Please refer to the errata for this document, which may include some normative corrections.
Copyright © 2003 W3C® (MIT, ERCIM, Keio), All Rights Reserved. W3C liability, trademark and document use rules apply.
It is considered by many that applying knowledge representation languages common
to the Semantic Web, such as RDF and OWL, in Systems and Software Engineering
can achieve significant benefits. This note hence attempts to outline such benefits
and the approaches needed to acheive them from both a Sematic Web and Software
Engineering perspective.
This note is aimed at professional practitioners, tool vendors and academics with an interest in applying Semantic Web technologies in Systems and Software Engineering (SSE) contexts. These may include:
This section describes the status of this document at the time of its publication. Other documents may supersede this document. A list of current W3C publications and the latest revision of this technical report can be found in the W3C technical reports index at http://www.w3.org/TR/.
This is a public (WORKING DRAFT) Working Group Note produced by the W3C Semantic Web Best Practices Working Group, which is part of the W3C Semantic Web activity.
Discussion of this document is invited on the public mailing list public-swbp-wg@w3.org (public archives).
Publication as a Working Group Note does not imply endorsement by the W3C Membership. This is a draft document and may be updated, replaced or obsoleted by other documents at any time. It is inappropriate to cite this document as other than work in progress. Other documents may supersede this document.
Please send comments to either Phil Tetlow, IBM, <philip.tetlow@uk.ibm.com> or Jeff Pan, Manchester University, <pan@cs.man.ac.uk>.
Until recently work on accepted practices in Systems and Software Engineering (SSE) has appeared somewhat disjointed from that breaking ground in the area of formal information representation on the World Wide Web (commonly referred to as the Semantic Web initiative). Yet obvious overlaps between both fields are apparent and many now acknowledge merit in a hybrid approach to IT systems development and deployment, combining Semantic Web technologies and techniques with more established development formalisms and languages like the Unified Modeling Language (UML). This is not only for the betterment of IT systems in general, but also for the future good of the Web, as systems and Web Services containing rich Semantic Web content start to come online.

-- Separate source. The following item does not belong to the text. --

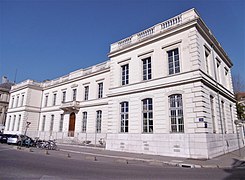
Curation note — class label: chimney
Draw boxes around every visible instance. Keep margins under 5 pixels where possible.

Throughout the history of computing the concepts of component construction and reuse have undergone a quite remarkable evolution. Over time many different types of software and systems building block have been advocated, demonstrating ever increasing levels of abstraction and encapsulation. In the earliest computer systems, 'functions' were the predominant unit of composition, returning the same results for a given set of inputs every time. However, it was soon realised that this approach was somewhat clumsy, giving way to more substantial aggregation mechanisms such as 'subroutines' and 'libraries' in the 1960s and 1970s. All the same, even these approaches could not effectively manage shared data and concurrency properly, resulting in systems of unnecessary complexity. Consequently, the mid 1980's saw a number of advances in abstract systems thinking, culminated in the introduction of classified components commonly known as 'Objects'.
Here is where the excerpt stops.